I have a very huge CSV file. I want to read it through Pyspark but I am not able to read it properly.
Sample csv as
"keyvalue","rto","state","maker_model","veh_type","veh_class"
"hnjsnjncjssssmj", "OD", "ODISHA", "BAJAJ AUTO", "Private Vehicle", "Car"
"hnjsnjncjssssjj", "OD", "ODISHA", "BAJAJ AUTO
", "Private Vehicle", "Car"
"hnjsnjncjssssmm", "GO", "GOA", "TATA MOTORS", "Private Vehicle", "Bus"

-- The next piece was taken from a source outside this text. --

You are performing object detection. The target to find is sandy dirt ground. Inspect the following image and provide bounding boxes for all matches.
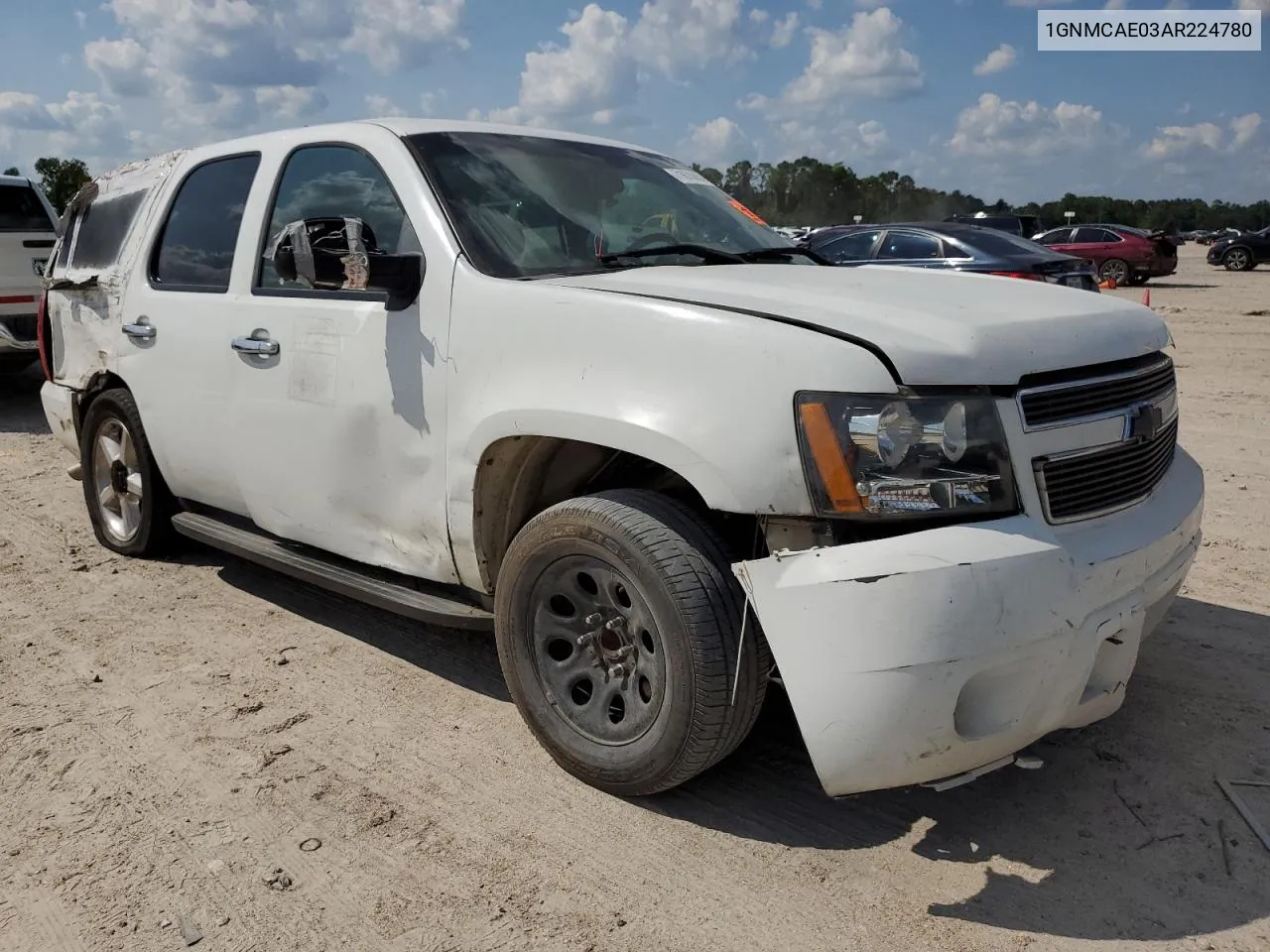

I want to read it as like this
+---------------+-----+---------+--------------+------------------+---------+
| keyvalue| rto| state| maker_model| veh_type|veh_class|
+---------------+-----+---------+--------------+------------------+---------+
|hnjsnjncjssssmj| "OD"| "ODISHA"| "BAJAJ AUTO"| "Private Vehicle"| "Car"|
|hnjsnjncjssssjj| "OD"| "ODISHA"| "BAJAJ AUTO"| "Private Vehicle"| "Car"|
|hnjsnjncjssssmm| "GO"| "GOA"| "TATA MOTORS"| "Private Vehicle"| "Bus"|
but my pyspark is unable to recognise 2nd row properly and it's breaking it like
+--------------------+------+---------+--------------+------------------+---------+
| keyvalue| rto| state| maker_model| veh_type|veh_class|
+--------------------+------+---------+--------------+------------------+---------+
| hnjsnjncjssssmj| "OD"| "ODISHA"| "BAJAJ AUTO"| "Private Vehicle"| "Car"|
| hnjsnjncjssssjj| "OD"| "ODISHA"| "BAJAJ AUTO| null| null|
|", "Private Vehicle"| "Car"| null| null| null| null|
| hnjsnjncjssssmm| "GO"| "GOA"| "TATA MOTORS"| "Private Vehicle"| "Bus"|
+--------------------+------+---------+--------------+------------------+---------+
I have tried various configurations in read csv function of spark but as of now nothing is working. Please guide me?